Stomach: This position poses the greatest risk for injury.
- When on your stomach you have to turn your head to one side in order to breathe. Add in your pillow and you have to extend your neck back. This awkward position puts stress on the small joints and muscles in your neck, which can lead to pain and stiffness in the morning.
- Many people who sleep on their stomach will have either both or one of their arms up by their face. This actually puts them into a ‘chicken wing’ position, which is hard on the shoulder and the rest of the arm because it limits blood flow and nerve conduction due to the position of the arm bone in the shoulder joint. You may notice that your hands start to feel cold, or may even experience numbness or tingling if you sleep like this.
Back: This position is usually a good option for most of your body, but it does pose a risk to your neck.
- It is typical to end up with a forward flexed neck throughout the night due to the height of the pillow underneath your head. This position is particularly bad for people who snore or have sleep apnea as it interferes with our airways.
Side: Typically the safest position to sleep in as you are able to achieve ideal body alignment if you create a pillow fortress around you!
- When you are sleeping on your side make sure that your head pillow supports the weight of your head so you can maintain neutral spine alignment
- A pillow in between your knees helps to prevent rotation in your lower back and reduce contact stress between your knees.
- If you sleep with one leg straight and the other bent up towards your chest, it is a good idea to place a pillow underneath the bent knee to limit rotation through the hips and lower back.
- Sleeping with your bottom arm up by your face is usually most comfortable. Instead of wedging your arm underneath the pillow, place it on top to reduce the rotation in your shoulder.
- Sleeping with a pillow hugged against your chest as a place to rest your top arm can reduce rotation through your mid back keeping you aligned.
The MoveSafe Approach to Sleep Ergonomics
MoveSafe approaches sleep ergonomics with the same principles we use when facing office or industrial ergonomic risks. Recognizing the potential for musculoskeletal injuries and following injury prevention principles can help keep you healthy and feeling your best. MoveSafe sums injury prevention into 3 principles and when each principle is followed you put yourself at the greatest advantage of maintaining a healthy and active body throughout your life.

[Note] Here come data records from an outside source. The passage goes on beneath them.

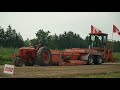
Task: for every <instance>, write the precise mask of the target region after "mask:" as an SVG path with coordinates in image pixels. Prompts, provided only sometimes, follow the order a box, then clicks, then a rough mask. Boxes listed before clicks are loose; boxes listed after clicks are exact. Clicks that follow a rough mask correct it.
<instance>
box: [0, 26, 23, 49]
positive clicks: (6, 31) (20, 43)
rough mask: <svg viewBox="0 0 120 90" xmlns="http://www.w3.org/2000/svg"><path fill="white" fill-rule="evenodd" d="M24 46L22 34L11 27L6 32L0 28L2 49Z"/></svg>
mask: <svg viewBox="0 0 120 90" xmlns="http://www.w3.org/2000/svg"><path fill="white" fill-rule="evenodd" d="M22 46H24V40H23V38H22V36H21V34H20V33H17V32H16V30H15V29H12V27H11V26H10V25H9V26H8V28H7V29H6V31H5V30H4V28H2V27H1V26H0V47H8V48H10V47H12V48H20V47H22Z"/></svg>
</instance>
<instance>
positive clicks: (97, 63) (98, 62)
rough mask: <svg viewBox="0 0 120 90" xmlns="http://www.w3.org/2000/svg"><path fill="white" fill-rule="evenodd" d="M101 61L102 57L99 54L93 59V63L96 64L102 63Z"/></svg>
mask: <svg viewBox="0 0 120 90" xmlns="http://www.w3.org/2000/svg"><path fill="white" fill-rule="evenodd" d="M102 62H103V57H102V56H101V55H99V56H98V57H97V60H96V61H94V64H96V65H98V64H102Z"/></svg>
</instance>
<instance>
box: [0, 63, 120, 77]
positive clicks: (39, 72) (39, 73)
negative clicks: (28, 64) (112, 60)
mask: <svg viewBox="0 0 120 90" xmlns="http://www.w3.org/2000/svg"><path fill="white" fill-rule="evenodd" d="M3 68H4V66H0V78H48V77H54V76H64V75H76V74H79V75H86V74H94V73H109V72H120V64H115V63H109V64H107V63H106V64H102V65H79V66H32V67H31V66H30V67H28V66H22V67H15V69H14V74H13V75H8V74H4V73H3Z"/></svg>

Prepare & Maintain the Body: Be aware of when your body is telling you that something is uncomfortable. If you are uncomfortable, make a change. Either change your position or think about changing your equipment.
Use Healthy Postures & Movements: Pick a sleeping position that is most comfortable for you and puts you at the least risk for injury.
Prepare Your Equipment: Choose a mattress and pillow that suits your body best, providing appropriate support that allows you to maintain neutral spine alignment. Replace mattresses and pillows when they are no longer able to support you.